Spanish researchers Bernabé and José Moya couldn't trust their eyes. More than 20,000 hectares of backwoods were roasted. Be that as it may, amidst the annihilation, a gathering of cypresses was all the while standing tall and green. At the point when a flame cleared through an exploratory plot in Andilla, in the Spanish area of Valencia in 2012, it gave analysts the ideal open door. The plot, which was a piece of CypFire, an undertaking financed by the European Union, was built up amid the 1980s to test the resistance of more than 50 mixed bags of Mediterranean cypress to a pathogenic growth. After the flame occasion of 2012, it additionally gave further narrative confirmation of the impossible to miss versatility of the species even with flame.
Botanist Bernabé Moya and his sibling, ecological specialist Jose
"In the past, this species was not studied in depth or only a few parameters were measured," explained Gianni Della Rocca, research technologist at IPSP. "Furthermore, using different techniques the results of flammability tests in vegetation can be different or even contradictory." A crucial difference of the new tests is that they were performed not only on dead dry samples but also on live fine twigs with leaves taken from different crown heights, which revealed one of the key traits of the species: its high water content.
"We observed that the Mediterranean cypress, because of the particular structure of its leaves, is able to maintain a high water content even in situations of extreme heat and drought, and this is a very favourable starting point concerning fire risk," explains Mr Della Rocca. "The cuticle is thick and the stomata are arranged on the inside and protected side of the scale-like leaves and therefore less subject to high water loss". Moya says that "ignition time of live parts of the Mediterranean cypress is between one, five and seven times that of other Mediterranean species like Quercus ilex,Juniperus communis or Pinus pinaster under the experimental conditions of our tests".
The litter on the forest floor, made up of small fragments of leaves, also forms an intricate and compact layer and is slow to decompose.
"The thick and dense litter layer acts as a 'sponge' and retains water, and the space for air circulation is reduced", says Della Rocca.Could the Mediterranean cypress help combat wildfires in other parts of the world, like California or the Patagonia in Chile and Argentina. According to Bernabé Moya, the species has a "great plasticity in terms of soil, climate and altitude. It can grow on all soils, even degraded ones, apart from those that are water-logged, and it thrives from sea level to altitudes of more than 2,000 metres". The species has been introduced in Latin America, says Mr Moya, and could grow without problems in the temperate climate of California, Chile or Argentina.

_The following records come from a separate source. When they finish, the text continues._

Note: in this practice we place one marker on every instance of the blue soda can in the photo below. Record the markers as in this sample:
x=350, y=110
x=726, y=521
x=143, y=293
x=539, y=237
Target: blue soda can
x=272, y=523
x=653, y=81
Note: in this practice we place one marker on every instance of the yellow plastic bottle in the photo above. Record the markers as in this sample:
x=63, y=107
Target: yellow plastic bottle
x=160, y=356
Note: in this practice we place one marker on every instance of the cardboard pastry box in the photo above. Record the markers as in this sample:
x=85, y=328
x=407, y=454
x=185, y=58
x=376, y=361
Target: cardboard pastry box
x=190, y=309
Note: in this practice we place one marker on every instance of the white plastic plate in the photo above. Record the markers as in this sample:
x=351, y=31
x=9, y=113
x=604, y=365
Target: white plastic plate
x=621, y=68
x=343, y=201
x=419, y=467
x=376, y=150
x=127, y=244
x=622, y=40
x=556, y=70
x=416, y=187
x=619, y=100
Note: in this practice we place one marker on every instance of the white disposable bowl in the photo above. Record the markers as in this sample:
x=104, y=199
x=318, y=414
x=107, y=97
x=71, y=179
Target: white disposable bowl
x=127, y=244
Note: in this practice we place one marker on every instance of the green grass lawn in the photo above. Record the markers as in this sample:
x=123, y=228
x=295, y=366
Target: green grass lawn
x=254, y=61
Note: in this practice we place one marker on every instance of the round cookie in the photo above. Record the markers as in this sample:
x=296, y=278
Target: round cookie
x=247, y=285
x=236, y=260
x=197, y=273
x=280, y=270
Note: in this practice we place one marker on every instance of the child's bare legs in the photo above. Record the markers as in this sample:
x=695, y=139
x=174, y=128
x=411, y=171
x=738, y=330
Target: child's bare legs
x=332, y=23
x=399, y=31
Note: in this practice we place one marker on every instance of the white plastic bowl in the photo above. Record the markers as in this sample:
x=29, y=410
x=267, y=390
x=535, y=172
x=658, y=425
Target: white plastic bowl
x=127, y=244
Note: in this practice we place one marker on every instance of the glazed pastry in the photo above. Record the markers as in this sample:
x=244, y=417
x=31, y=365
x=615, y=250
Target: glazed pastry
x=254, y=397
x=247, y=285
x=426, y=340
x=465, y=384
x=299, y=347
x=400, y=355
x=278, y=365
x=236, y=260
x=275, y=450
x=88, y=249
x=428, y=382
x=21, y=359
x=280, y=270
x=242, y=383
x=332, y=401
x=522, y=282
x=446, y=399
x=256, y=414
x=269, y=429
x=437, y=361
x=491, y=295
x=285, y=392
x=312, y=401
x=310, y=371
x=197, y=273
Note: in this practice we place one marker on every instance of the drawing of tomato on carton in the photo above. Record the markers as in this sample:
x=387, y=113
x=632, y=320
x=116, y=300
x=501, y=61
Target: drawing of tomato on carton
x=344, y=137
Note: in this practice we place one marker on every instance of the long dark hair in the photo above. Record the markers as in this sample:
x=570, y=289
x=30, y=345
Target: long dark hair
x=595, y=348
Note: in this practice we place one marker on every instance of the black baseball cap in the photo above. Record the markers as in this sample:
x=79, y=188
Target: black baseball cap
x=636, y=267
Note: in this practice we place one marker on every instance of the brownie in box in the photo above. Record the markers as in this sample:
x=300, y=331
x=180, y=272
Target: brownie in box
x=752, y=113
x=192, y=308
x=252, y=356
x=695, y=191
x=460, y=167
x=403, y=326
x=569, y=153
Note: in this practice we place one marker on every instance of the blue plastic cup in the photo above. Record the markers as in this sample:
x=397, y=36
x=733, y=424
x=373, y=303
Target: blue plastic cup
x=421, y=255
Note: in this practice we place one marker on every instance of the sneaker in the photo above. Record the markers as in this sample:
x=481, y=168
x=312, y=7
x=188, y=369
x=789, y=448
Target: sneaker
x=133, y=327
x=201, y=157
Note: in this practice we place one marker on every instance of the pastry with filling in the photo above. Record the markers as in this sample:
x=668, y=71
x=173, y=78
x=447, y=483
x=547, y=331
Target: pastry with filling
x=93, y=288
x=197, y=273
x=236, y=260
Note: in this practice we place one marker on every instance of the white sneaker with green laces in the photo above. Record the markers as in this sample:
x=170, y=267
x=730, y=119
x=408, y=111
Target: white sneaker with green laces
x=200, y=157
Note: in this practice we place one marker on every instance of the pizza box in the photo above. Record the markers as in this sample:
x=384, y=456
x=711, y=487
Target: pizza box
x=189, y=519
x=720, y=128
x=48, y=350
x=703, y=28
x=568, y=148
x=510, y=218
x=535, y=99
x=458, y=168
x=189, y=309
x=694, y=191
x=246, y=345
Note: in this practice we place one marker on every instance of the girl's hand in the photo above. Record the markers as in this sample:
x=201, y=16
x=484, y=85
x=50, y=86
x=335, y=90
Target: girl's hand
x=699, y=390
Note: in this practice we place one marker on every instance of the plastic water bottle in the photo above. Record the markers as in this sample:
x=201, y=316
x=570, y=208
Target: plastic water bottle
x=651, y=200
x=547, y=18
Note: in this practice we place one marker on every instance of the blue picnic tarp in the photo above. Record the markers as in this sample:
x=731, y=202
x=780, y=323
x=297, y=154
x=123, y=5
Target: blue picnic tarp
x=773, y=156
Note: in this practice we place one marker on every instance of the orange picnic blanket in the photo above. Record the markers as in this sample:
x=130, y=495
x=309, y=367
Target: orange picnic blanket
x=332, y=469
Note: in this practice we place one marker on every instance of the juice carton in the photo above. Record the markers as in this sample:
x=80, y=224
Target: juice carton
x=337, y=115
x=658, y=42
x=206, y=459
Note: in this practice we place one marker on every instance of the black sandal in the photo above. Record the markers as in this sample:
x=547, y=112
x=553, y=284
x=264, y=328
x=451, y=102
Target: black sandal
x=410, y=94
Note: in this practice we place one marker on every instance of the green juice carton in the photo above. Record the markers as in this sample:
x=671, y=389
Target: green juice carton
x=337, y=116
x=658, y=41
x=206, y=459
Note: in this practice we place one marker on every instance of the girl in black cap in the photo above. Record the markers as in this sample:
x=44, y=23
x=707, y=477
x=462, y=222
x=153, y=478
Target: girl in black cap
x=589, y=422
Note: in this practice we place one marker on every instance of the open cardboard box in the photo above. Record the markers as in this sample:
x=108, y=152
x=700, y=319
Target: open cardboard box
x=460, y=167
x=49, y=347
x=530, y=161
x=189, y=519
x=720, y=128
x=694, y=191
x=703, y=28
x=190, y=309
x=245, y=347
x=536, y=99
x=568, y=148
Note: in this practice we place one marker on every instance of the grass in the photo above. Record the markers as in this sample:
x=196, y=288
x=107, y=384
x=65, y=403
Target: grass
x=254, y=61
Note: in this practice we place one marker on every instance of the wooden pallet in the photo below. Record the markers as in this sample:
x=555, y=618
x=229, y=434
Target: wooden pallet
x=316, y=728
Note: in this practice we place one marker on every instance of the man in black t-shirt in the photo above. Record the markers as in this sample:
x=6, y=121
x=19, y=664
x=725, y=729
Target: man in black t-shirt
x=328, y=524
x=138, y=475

"The first thing would be to study the adaptability of different varieties of Mediterranean cypress to local conditions and establish experimental plots," he explains.
One of the main conclusions of the European study, according to Mr Rocca, is that peculiar plantations with selected varieties of cypress seem a possible alternative new tool to counteract the risk of wildfires in some sensitive sites like wild-urban-interfaces or wild-industrial-interfaces.
"Our study has led to the introduction of Cupressus sempervirens var. horizontalisinto a special list of tree species eligible for interventions against forest fires in a Regional Law of Tuscany," he explains. In Valencia, Bernabé Moya and his colleagues will plant the first barriers of the Cypress system in the autumn, using specially selected varieties of Mediterranean cypress.
For Mr Moya, "the vulnerability of vegetation to fires is linked to the lack of information available to the public, the lack of support for research and the lack of plans for the sustainable management of forests - a situation that will get worse with climate change". For the Spanish scientist, many problems like desertification, wildfires, soil degradation and loss of biodiversity could be reverted if there was more tree planting and if people took more care of forests in the first place.